SK Innovation Co Ltd (096770:KS) shares soared yesterday following reports of a possible merger with SK E&S, a non-public entity within the same group. While SK Innovation has not confirmed any specific plans, the company has acknowledged it is exploring a range of strategic options.
Citi has reiterated its Neutral stance on SK Innovation, maintaining a price target of KRW120,000.00. The firm acknowledges the potential benefits of merging with SK E&S, particularly in terms of the latter's consistent revenue streams from its city gas distribution, LNG value chain, and independent power production (IPP) operations. Such a merger could provide some relief to SK Innovation's concerns over funding its battery capital expenditures.

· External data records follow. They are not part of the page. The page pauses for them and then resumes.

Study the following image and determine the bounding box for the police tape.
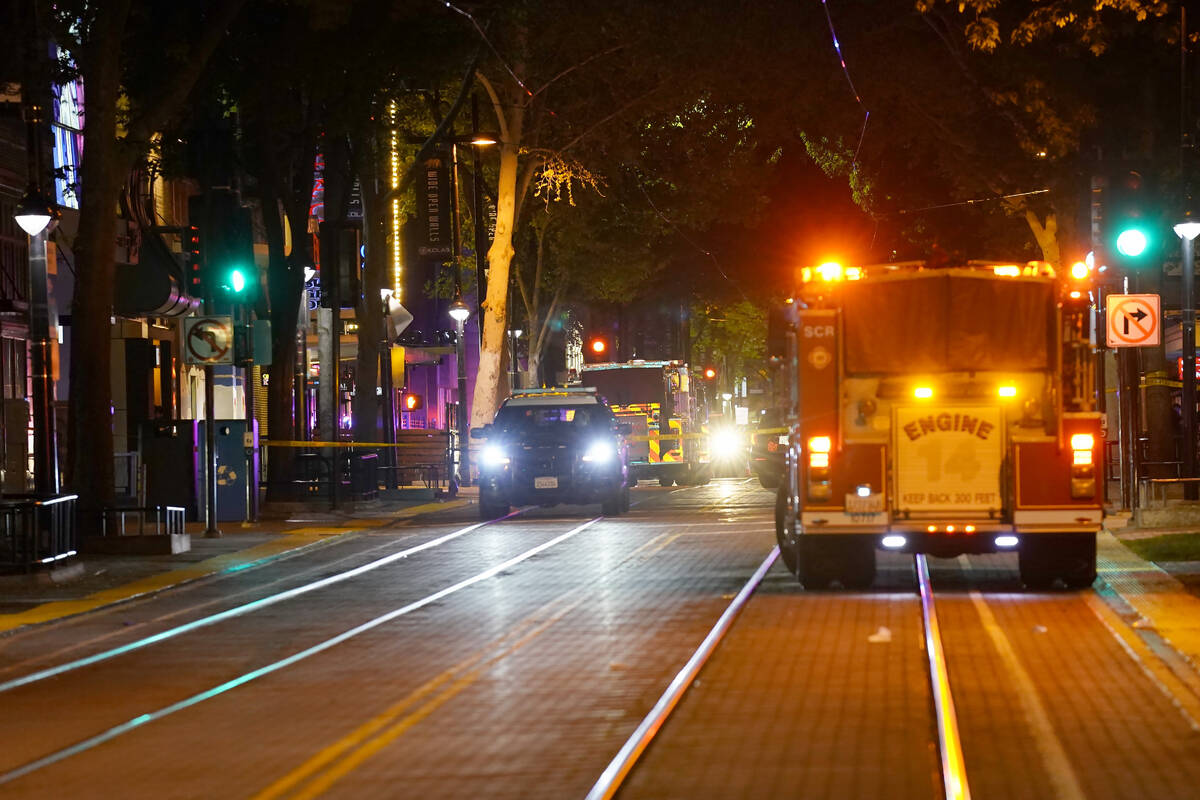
[259,439,442,449]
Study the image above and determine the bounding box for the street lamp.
[509,327,521,391]
[449,290,470,486]
[1175,211,1200,500]
[13,89,59,494]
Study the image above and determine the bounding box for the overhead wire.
[821,0,871,172]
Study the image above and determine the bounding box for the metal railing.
[0,494,79,572]
[94,506,185,536]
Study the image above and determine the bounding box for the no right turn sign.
[1104,294,1162,348]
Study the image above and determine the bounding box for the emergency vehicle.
[580,360,712,486]
[769,261,1103,589]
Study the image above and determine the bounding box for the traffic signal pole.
[200,188,221,539]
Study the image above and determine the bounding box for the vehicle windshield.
[496,405,613,435]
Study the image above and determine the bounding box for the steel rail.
[0,517,604,784]
[586,546,779,800]
[916,555,971,800]
[0,509,526,693]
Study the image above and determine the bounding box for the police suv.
[470,387,630,519]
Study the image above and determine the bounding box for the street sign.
[1104,294,1162,348]
[184,317,233,365]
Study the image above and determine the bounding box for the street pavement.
[0,481,1200,799]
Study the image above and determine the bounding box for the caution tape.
[260,440,441,449]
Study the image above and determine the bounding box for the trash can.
[350,452,379,500]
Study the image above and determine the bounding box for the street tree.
[40,0,244,509]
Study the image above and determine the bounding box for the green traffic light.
[229,269,246,294]
[1117,228,1150,258]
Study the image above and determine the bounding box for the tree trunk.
[470,102,524,428]
[263,192,304,500]
[354,142,388,441]
[1025,209,1062,270]
[67,17,131,520]
[526,347,541,389]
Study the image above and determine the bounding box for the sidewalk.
[0,487,478,637]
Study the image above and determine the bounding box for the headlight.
[479,445,510,467]
[712,429,742,458]
[583,441,617,464]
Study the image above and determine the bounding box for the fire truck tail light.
[1070,433,1096,451]
[817,261,844,281]
[1070,433,1096,500]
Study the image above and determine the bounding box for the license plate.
[846,493,883,513]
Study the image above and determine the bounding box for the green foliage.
[692,300,767,378]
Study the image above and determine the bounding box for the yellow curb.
[0,528,350,633]
[1096,531,1200,667]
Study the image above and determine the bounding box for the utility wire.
[895,188,1050,215]
[821,0,871,172]
[637,181,752,302]
[440,0,533,97]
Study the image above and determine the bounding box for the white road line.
[0,510,530,692]
[586,546,779,800]
[0,517,604,784]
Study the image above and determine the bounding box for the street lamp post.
[13,95,59,494]
[450,293,470,486]
[1175,213,1200,500]
[509,327,521,391]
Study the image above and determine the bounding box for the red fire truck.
[770,261,1103,588]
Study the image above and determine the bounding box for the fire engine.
[769,261,1103,589]
[580,360,712,486]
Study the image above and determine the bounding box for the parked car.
[750,408,787,489]
[470,389,630,519]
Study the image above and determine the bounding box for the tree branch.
[379,49,482,204]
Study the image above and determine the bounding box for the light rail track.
[0,515,604,786]
[587,547,1032,800]
[0,487,696,693]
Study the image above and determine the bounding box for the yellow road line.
[253,531,685,800]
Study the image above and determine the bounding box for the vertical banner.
[416,155,454,273]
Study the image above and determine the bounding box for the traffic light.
[182,225,204,297]
[1063,260,1092,306]
[1104,169,1162,270]
[583,336,612,363]
[217,264,258,302]
[184,191,258,314]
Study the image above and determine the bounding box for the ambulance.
[769,261,1103,589]
[580,359,712,486]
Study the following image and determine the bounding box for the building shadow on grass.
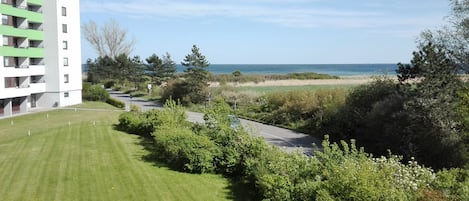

However, the investment firm points out that the main issue for SK Innovation's minority shareholders is the risk of share dilution. The uncertainty lies in determining an appropriate share swap ratio between the two entities. SK E&S's EBITDA for the years 2022 and 2023 was approximately W2 trillion per annum.
Citi's analysts estimate that the combined net debt-to-equity ratio of the entity post-merger could improve to around 73%, compared to SK Innovation's standalone 81% and SK E&S's 47%. Additionally, the net debt to EBITDA ratio could decrease to about 4.2 times from SK Innovation's current 5.6 times.
Citi's position remains cautious, pending further details on the merger. The firm notes that a significant valuation gap between SK E&S and SK Innovation could continue to weigh on the latter's stock. The potential merger is still under review, and no definitive decisions have been made at this stage.